Lactacystin and its cell-permeable β-lactone form (designated omuralide by Prof E. J. Corey), which are structurally different from the synthetic peptide aldehydes, are highly specific proteasome inhibitors. These specific inhibitors have facilitated studies of proteasome function, leading to many unexpected findings about the importance of the ubiquitin-proteasome pathway in various cellular processes, such as the cell cycle, apoptosis, antigen presentation and the degradation of regulatory or membrane proteins. The major significance of proteolytic degradation inside cells, together with the role of ubiquitin in proteolytic pathways, is reflected by the fact that the research attracted the 2004 Nobel Prize in Chemistry, the work being heavily influenced and made possible by the discovery and use of lactacystin.
Proteasome inhibitors have substantial anti-tumour activity in cell culture, inducing apoptosis by disrupting the degradation of pro-growth cell cycle proteins. The ability of proteasome inhibitors to selectively induce apoptosis in rapidly dividing cells has been exploited in the development of several recent cancer chemotherapy agents. Bortezomib (marketed as Velcade®, Neomib® and Bortecad®) was the first proteasome inhibitor to enter clinical use as a chemotherapy agent in the treatment of multiple myeloma. In some cancers, proteins that usually kill cancererous cells are broken down too quickly. Bortezomib prevents this and lets the proteins kill the cancer cells. Animal studies have also indicated that bortezomib may have clinically significant effects in pancreatic cancer. Preclinical and early clinical studies have subsequently been started to examine bortezomib's effectiveness in treating other B-cell-related cancers, particularly some types of non-Hodgkin's lymphoma.

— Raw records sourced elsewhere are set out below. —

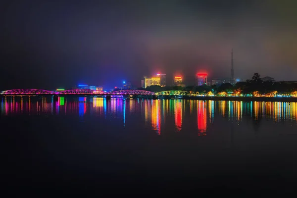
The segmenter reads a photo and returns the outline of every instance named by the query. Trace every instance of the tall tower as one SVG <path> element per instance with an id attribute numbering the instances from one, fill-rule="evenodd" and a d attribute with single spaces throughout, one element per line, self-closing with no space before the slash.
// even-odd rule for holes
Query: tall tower
<path id="1" fill-rule="evenodd" d="M 231 83 L 232 84 L 234 84 L 234 70 L 233 70 L 233 49 L 231 50 Z"/>

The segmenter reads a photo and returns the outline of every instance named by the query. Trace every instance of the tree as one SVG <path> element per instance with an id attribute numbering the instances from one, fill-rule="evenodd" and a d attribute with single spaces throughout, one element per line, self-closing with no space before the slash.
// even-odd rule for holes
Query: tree
<path id="1" fill-rule="evenodd" d="M 224 83 L 221 85 L 218 88 L 218 92 L 226 92 L 227 93 L 229 92 L 233 92 L 234 90 L 234 87 L 230 83 Z"/>

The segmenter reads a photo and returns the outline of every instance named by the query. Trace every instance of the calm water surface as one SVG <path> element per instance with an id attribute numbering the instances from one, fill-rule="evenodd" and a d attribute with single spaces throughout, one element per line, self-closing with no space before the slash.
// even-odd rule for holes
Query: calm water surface
<path id="1" fill-rule="evenodd" d="M 297 103 L 54 99 L 1 99 L 6 189 L 295 188 Z"/>

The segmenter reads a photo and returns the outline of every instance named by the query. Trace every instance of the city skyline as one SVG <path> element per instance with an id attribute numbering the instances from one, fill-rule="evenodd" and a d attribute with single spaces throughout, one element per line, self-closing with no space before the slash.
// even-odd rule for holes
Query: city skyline
<path id="1" fill-rule="evenodd" d="M 297 72 L 296 2 L 274 0 L 96 2 L 16 0 L 3 5 L 0 90 L 112 88 L 144 75 L 207 71 L 209 79 Z M 9 83 L 8 83 L 9 82 Z"/>

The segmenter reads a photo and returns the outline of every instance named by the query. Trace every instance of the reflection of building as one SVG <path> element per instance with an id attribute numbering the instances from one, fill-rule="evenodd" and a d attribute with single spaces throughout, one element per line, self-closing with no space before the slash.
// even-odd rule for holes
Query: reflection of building
<path id="1" fill-rule="evenodd" d="M 93 107 L 99 107 L 103 106 L 103 98 L 93 98 Z"/>
<path id="2" fill-rule="evenodd" d="M 206 132 L 206 106 L 204 101 L 197 100 L 197 124 L 198 135 L 205 136 Z"/>
<path id="3" fill-rule="evenodd" d="M 199 73 L 196 75 L 196 85 L 197 86 L 201 86 L 207 83 L 207 74 Z"/>
<path id="4" fill-rule="evenodd" d="M 58 104 L 59 106 L 63 106 L 65 104 L 65 98 L 64 97 L 58 97 Z"/>
<path id="5" fill-rule="evenodd" d="M 160 78 L 160 86 L 161 87 L 166 87 L 166 74 L 157 74 L 157 78 Z"/>
<path id="6" fill-rule="evenodd" d="M 182 111 L 182 102 L 179 100 L 175 102 L 174 118 L 175 120 L 175 128 L 177 131 L 182 130 L 183 112 Z"/>
<path id="7" fill-rule="evenodd" d="M 87 111 L 87 98 L 79 97 L 79 116 L 82 117 L 86 113 Z"/>
<path id="8" fill-rule="evenodd" d="M 152 77 L 150 80 L 150 86 L 158 85 L 161 86 L 161 81 L 160 77 Z"/>
<path id="9" fill-rule="evenodd" d="M 151 127 L 158 134 L 161 134 L 161 109 L 160 100 L 153 100 L 151 106 Z"/>

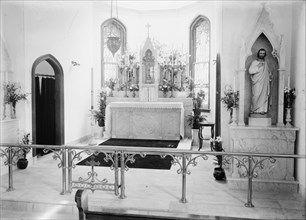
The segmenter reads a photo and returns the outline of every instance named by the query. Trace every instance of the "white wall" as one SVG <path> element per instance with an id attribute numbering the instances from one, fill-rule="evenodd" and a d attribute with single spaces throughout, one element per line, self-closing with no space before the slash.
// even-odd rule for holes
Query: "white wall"
<path id="1" fill-rule="evenodd" d="M 3 37 L 12 60 L 14 81 L 31 92 L 34 61 L 52 54 L 64 71 L 65 142 L 90 134 L 92 7 L 90 2 L 20 1 L 1 3 Z M 80 66 L 73 67 L 71 61 Z M 21 129 L 32 131 L 31 97 L 18 106 Z M 23 109 L 23 111 L 21 111 Z"/>
<path id="2" fill-rule="evenodd" d="M 297 133 L 296 153 L 306 154 L 305 150 L 305 1 L 293 4 L 292 8 L 292 47 L 291 47 L 291 88 L 296 89 L 293 124 L 300 130 Z M 296 177 L 305 197 L 305 159 L 296 163 Z"/>
<path id="3" fill-rule="evenodd" d="M 274 24 L 273 29 L 277 36 L 283 35 L 286 48 L 286 73 L 291 69 L 291 4 L 286 1 L 267 2 L 266 10 Z M 238 75 L 240 47 L 252 34 L 257 19 L 262 11 L 262 2 L 259 1 L 223 1 L 222 3 L 222 53 L 221 53 L 221 89 L 226 85 L 233 85 L 234 76 Z M 237 80 L 236 80 L 237 81 Z M 222 108 L 221 133 L 225 146 L 229 146 L 229 112 Z"/>

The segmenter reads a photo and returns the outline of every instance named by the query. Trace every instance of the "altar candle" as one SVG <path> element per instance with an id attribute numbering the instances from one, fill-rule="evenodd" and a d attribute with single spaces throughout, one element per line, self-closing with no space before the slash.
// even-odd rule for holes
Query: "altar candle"
<path id="1" fill-rule="evenodd" d="M 234 92 L 236 91 L 236 76 L 234 77 Z"/>
<path id="2" fill-rule="evenodd" d="M 91 68 L 91 109 L 93 109 L 93 68 Z"/>

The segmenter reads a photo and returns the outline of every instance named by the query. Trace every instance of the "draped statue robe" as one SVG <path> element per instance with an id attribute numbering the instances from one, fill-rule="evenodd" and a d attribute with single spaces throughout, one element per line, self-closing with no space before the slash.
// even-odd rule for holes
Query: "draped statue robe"
<path id="1" fill-rule="evenodd" d="M 264 65 L 259 67 L 263 62 Z M 251 113 L 267 113 L 270 95 L 270 73 L 265 61 L 254 60 L 249 68 L 252 85 Z"/>

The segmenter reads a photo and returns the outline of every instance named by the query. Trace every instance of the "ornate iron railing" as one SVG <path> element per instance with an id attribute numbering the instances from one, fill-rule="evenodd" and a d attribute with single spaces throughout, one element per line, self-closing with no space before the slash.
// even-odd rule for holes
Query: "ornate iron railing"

Ritonavir (marketed as Norvir®) was developed as a protease inhibitor aimed at treating HIV/AIDS infection. However, while it inhibits the chymotrypsin-like activity of the proteasome, the trypsin-like activity is somewhat enhanced. Ritonavir was originally developed as an HIV protease inhibitor but it is now rarely used on its own, instead being deployed as a booster of other protease inhibitors, as it is known to inhibit a particular liver enzyme that normally metabolizes protease inhibitors. Studies in animal models suggest that ritonavir may have inhibitory effects on the growth of glioma cells.
Proteasome inhibitors have recently shown promise in treating autoimmune diseases in animal models. Studies in mice bearing human skin grafts found that proteasome inhibitors reduce the size of lesions from psoriasis, with other inhibitors also displaying positive effects in rodent models of asthma.